Hier war ein Kritiker am Werk, man merkt es deutlich, ist doch alles aus einer gewissen Distanz geschrieben, was natürlich das Bild des hier dargestellten Brecht recht glaubhaft erscheinen lässt. Allerdings lässt Marcel Reich-Ranicki durchaus auch seine Bewunderung Brecht gegenüber das ein oder andere Mal durchschimmern.
Man erfährt etwas von dem Künstler, der einsam war und Angst vor dieser Einsamkeit hatte. Dies brachte er desöfteren damit zum Ausdruck, dass er, beispielsweise über Frauen oft hart und manchmal sogar beleidigend sprach bzw. schrieb. Desweiteren kommt zum Vorschein, dass er nur sich und seine Kunst gesehen hat und dem Ruhm zeitgenössischer Literaten mit Neid und Missgunst gegenüber trat.

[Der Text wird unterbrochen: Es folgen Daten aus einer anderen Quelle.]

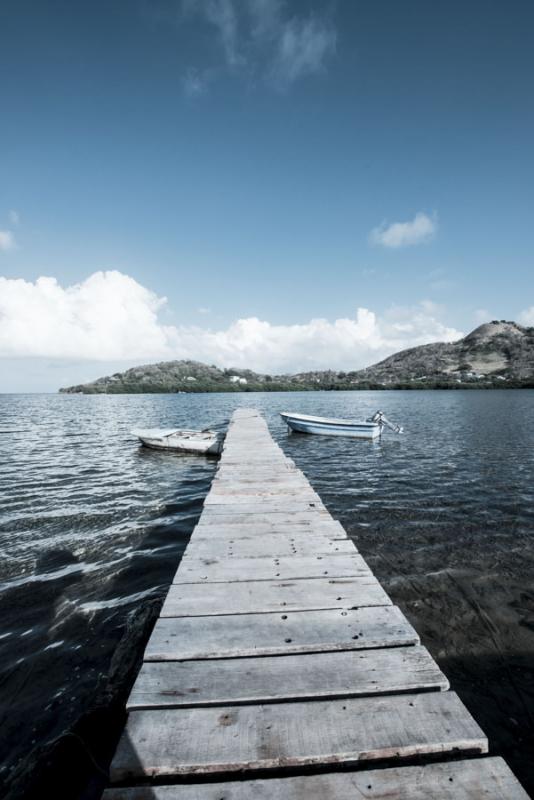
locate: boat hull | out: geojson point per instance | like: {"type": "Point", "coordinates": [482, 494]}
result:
{"type": "Point", "coordinates": [354, 430]}
{"type": "Point", "coordinates": [201, 443]}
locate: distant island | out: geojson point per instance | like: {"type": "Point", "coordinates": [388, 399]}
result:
{"type": "Point", "coordinates": [496, 354]}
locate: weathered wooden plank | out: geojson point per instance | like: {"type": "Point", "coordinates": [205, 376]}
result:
{"type": "Point", "coordinates": [216, 526]}
{"type": "Point", "coordinates": [181, 638]}
{"type": "Point", "coordinates": [262, 518]}
{"type": "Point", "coordinates": [169, 742]}
{"type": "Point", "coordinates": [292, 567]}
{"type": "Point", "coordinates": [247, 597]}
{"type": "Point", "coordinates": [475, 779]}
{"type": "Point", "coordinates": [266, 506]}
{"type": "Point", "coordinates": [234, 681]}
{"type": "Point", "coordinates": [239, 497]}
{"type": "Point", "coordinates": [266, 545]}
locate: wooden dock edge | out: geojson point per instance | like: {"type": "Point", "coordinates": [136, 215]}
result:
{"type": "Point", "coordinates": [277, 651]}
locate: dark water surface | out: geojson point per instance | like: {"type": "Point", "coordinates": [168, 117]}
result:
{"type": "Point", "coordinates": [92, 528]}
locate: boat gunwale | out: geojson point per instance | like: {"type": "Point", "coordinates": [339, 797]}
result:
{"type": "Point", "coordinates": [332, 421]}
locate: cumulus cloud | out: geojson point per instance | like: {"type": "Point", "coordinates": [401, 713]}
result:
{"type": "Point", "coordinates": [302, 49]}
{"type": "Point", "coordinates": [403, 234]}
{"type": "Point", "coordinates": [526, 317]}
{"type": "Point", "coordinates": [195, 82]}
{"type": "Point", "coordinates": [110, 316]}
{"type": "Point", "coordinates": [7, 241]}
{"type": "Point", "coordinates": [261, 39]}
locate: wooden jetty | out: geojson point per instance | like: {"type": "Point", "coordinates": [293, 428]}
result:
{"type": "Point", "coordinates": [279, 667]}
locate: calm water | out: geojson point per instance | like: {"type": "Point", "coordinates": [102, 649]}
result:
{"type": "Point", "coordinates": [92, 526]}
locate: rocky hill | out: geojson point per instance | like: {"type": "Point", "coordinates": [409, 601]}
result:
{"type": "Point", "coordinates": [498, 353]}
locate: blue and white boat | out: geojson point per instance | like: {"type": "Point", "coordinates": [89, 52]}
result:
{"type": "Point", "coordinates": [326, 426]}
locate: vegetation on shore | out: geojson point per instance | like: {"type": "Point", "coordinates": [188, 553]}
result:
{"type": "Point", "coordinates": [499, 354]}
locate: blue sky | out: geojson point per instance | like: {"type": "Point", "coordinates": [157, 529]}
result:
{"type": "Point", "coordinates": [263, 166]}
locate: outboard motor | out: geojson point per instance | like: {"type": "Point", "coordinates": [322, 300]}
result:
{"type": "Point", "coordinates": [384, 422]}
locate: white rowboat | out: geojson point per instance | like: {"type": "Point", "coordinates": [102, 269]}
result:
{"type": "Point", "coordinates": [201, 442]}
{"type": "Point", "coordinates": [326, 426]}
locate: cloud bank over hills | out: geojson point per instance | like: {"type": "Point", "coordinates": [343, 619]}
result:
{"type": "Point", "coordinates": [111, 317]}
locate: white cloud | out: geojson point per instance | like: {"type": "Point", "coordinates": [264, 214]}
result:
{"type": "Point", "coordinates": [527, 317]}
{"type": "Point", "coordinates": [223, 16]}
{"type": "Point", "coordinates": [260, 40]}
{"type": "Point", "coordinates": [402, 234]}
{"type": "Point", "coordinates": [195, 82]}
{"type": "Point", "coordinates": [7, 241]}
{"type": "Point", "coordinates": [303, 47]}
{"type": "Point", "coordinates": [110, 316]}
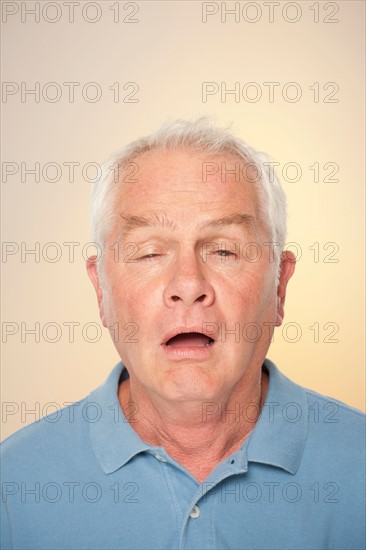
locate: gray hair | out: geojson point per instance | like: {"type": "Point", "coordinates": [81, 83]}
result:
{"type": "Point", "coordinates": [199, 135]}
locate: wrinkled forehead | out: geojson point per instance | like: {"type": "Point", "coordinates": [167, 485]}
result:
{"type": "Point", "coordinates": [201, 174]}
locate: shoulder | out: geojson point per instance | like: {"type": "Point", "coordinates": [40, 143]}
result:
{"type": "Point", "coordinates": [336, 434]}
{"type": "Point", "coordinates": [51, 436]}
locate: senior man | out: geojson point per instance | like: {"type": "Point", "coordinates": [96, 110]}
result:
{"type": "Point", "coordinates": [196, 440]}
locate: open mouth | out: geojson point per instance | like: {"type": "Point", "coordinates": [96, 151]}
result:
{"type": "Point", "coordinates": [189, 339]}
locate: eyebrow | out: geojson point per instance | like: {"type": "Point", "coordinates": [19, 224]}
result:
{"type": "Point", "coordinates": [157, 219]}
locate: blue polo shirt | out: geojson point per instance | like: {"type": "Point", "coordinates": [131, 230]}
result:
{"type": "Point", "coordinates": [82, 478]}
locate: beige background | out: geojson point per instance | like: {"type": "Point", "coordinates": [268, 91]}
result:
{"type": "Point", "coordinates": [169, 52]}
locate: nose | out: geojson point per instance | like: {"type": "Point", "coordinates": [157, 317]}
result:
{"type": "Point", "coordinates": [188, 283]}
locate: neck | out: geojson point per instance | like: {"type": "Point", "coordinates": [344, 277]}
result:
{"type": "Point", "coordinates": [197, 434]}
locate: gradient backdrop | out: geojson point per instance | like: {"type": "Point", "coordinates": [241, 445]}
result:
{"type": "Point", "coordinates": [313, 52]}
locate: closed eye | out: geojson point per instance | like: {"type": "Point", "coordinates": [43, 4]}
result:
{"type": "Point", "coordinates": [148, 257]}
{"type": "Point", "coordinates": [226, 252]}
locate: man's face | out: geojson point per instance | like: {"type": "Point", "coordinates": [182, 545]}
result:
{"type": "Point", "coordinates": [185, 271]}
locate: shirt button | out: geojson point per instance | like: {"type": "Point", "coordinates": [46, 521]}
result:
{"type": "Point", "coordinates": [196, 512]}
{"type": "Point", "coordinates": [161, 458]}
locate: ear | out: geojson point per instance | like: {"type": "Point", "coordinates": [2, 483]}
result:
{"type": "Point", "coordinates": [91, 267]}
{"type": "Point", "coordinates": [287, 268]}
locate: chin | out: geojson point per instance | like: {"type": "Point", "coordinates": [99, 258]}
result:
{"type": "Point", "coordinates": [190, 383]}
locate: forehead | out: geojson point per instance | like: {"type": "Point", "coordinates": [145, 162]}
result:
{"type": "Point", "coordinates": [187, 176]}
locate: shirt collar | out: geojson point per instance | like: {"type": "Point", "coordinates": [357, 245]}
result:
{"type": "Point", "coordinates": [280, 434]}
{"type": "Point", "coordinates": [278, 438]}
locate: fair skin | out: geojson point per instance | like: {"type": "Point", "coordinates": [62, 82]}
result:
{"type": "Point", "coordinates": [181, 397]}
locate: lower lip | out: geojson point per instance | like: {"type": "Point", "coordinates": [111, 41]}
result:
{"type": "Point", "coordinates": [188, 352]}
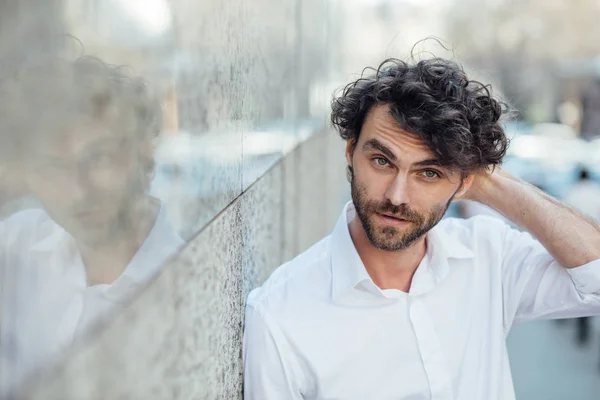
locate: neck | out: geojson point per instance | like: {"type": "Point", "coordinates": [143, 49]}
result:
{"type": "Point", "coordinates": [105, 262]}
{"type": "Point", "coordinates": [387, 269]}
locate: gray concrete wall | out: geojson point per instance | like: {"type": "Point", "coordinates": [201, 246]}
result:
{"type": "Point", "coordinates": [182, 337]}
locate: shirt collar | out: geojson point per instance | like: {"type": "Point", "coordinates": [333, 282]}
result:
{"type": "Point", "coordinates": [161, 243]}
{"type": "Point", "coordinates": [348, 269]}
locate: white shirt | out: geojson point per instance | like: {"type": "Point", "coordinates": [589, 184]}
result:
{"type": "Point", "coordinates": [319, 328]}
{"type": "Point", "coordinates": [585, 196]}
{"type": "Point", "coordinates": [46, 303]}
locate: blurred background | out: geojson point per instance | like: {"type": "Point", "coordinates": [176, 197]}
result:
{"type": "Point", "coordinates": [243, 158]}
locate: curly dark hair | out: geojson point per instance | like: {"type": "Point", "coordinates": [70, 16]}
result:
{"type": "Point", "coordinates": [457, 118]}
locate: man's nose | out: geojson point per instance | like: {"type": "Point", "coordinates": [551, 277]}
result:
{"type": "Point", "coordinates": [398, 190]}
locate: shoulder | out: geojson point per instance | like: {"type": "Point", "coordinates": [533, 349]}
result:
{"type": "Point", "coordinates": [30, 225]}
{"type": "Point", "coordinates": [475, 232]}
{"type": "Point", "coordinates": [294, 283]}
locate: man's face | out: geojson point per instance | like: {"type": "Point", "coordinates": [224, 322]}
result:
{"type": "Point", "coordinates": [88, 178]}
{"type": "Point", "coordinates": [398, 187]}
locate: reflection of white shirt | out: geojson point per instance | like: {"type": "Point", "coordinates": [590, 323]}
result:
{"type": "Point", "coordinates": [319, 328]}
{"type": "Point", "coordinates": [585, 197]}
{"type": "Point", "coordinates": [46, 301]}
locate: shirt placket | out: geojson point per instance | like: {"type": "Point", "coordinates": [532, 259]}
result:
{"type": "Point", "coordinates": [431, 351]}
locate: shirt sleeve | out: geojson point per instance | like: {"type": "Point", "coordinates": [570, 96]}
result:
{"type": "Point", "coordinates": [269, 372]}
{"type": "Point", "coordinates": [535, 286]}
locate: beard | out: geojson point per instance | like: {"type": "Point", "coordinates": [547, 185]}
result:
{"type": "Point", "coordinates": [389, 238]}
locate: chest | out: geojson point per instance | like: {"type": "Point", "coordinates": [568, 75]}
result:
{"type": "Point", "coordinates": [430, 346]}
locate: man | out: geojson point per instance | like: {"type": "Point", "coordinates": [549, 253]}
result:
{"type": "Point", "coordinates": [584, 196]}
{"type": "Point", "coordinates": [85, 132]}
{"type": "Point", "coordinates": [395, 304]}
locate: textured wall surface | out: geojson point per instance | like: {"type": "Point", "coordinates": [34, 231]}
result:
{"type": "Point", "coordinates": [181, 339]}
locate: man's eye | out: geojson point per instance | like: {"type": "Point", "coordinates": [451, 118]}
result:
{"type": "Point", "coordinates": [382, 162]}
{"type": "Point", "coordinates": [431, 174]}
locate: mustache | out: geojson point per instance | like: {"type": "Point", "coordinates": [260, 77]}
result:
{"type": "Point", "coordinates": [399, 211]}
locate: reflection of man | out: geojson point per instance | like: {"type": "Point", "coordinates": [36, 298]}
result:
{"type": "Point", "coordinates": [396, 304]}
{"type": "Point", "coordinates": [87, 131]}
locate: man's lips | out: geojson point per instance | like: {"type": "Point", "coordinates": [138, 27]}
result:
{"type": "Point", "coordinates": [392, 219]}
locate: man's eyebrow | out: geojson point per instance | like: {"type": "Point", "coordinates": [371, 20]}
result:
{"type": "Point", "coordinates": [429, 163]}
{"type": "Point", "coordinates": [374, 144]}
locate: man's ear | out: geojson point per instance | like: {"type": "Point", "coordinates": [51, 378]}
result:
{"type": "Point", "coordinates": [350, 145]}
{"type": "Point", "coordinates": [464, 187]}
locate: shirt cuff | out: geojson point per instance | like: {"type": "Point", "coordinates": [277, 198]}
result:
{"type": "Point", "coordinates": [587, 277]}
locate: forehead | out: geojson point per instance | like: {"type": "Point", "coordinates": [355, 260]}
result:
{"type": "Point", "coordinates": [380, 124]}
{"type": "Point", "coordinates": [79, 137]}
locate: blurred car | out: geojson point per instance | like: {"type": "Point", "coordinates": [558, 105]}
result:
{"type": "Point", "coordinates": [196, 175]}
{"type": "Point", "coordinates": [548, 156]}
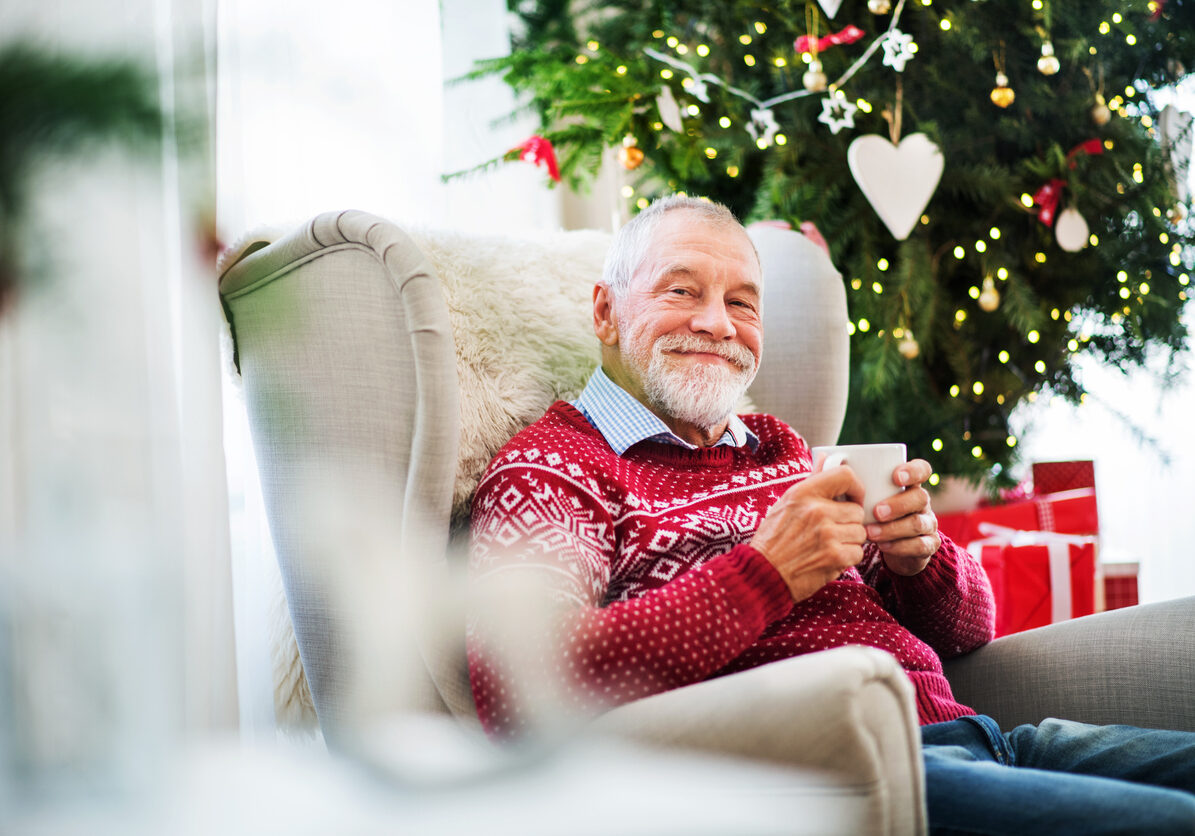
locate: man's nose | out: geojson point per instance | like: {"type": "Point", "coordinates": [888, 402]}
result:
{"type": "Point", "coordinates": [712, 318]}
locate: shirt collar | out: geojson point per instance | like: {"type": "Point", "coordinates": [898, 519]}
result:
{"type": "Point", "coordinates": [625, 422]}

Dass die hier gesammelten Texte teilweise fast 30 Jahre auseinanderliegen führt dazu, dass die ein oder andere Textpassage mehrfach in diesem Buch zu finden ist. Ob das vor- oder nachteilig ist, sei dahin gestellt. Vielleicht bleibt sie dadurch ja besser im Gedächtnis :-)
Ich schätze, dass dieses Büchlein durchaus für Leser geeignet ist, die gern mehr über Brecht wissen wollen, aber nicht gleich einen dicken Wälzer für viel Geld käuflich erwerben möchten. Um einen kleinen, etwas tieferen Blick auf Bertolt Brecht zu werfen reicht "Ungeheuer oben" allemal.
Alle, die schon die ein oder andere Biographie gelesen haben, werden hier wohl kaum etwas Neues entdecken.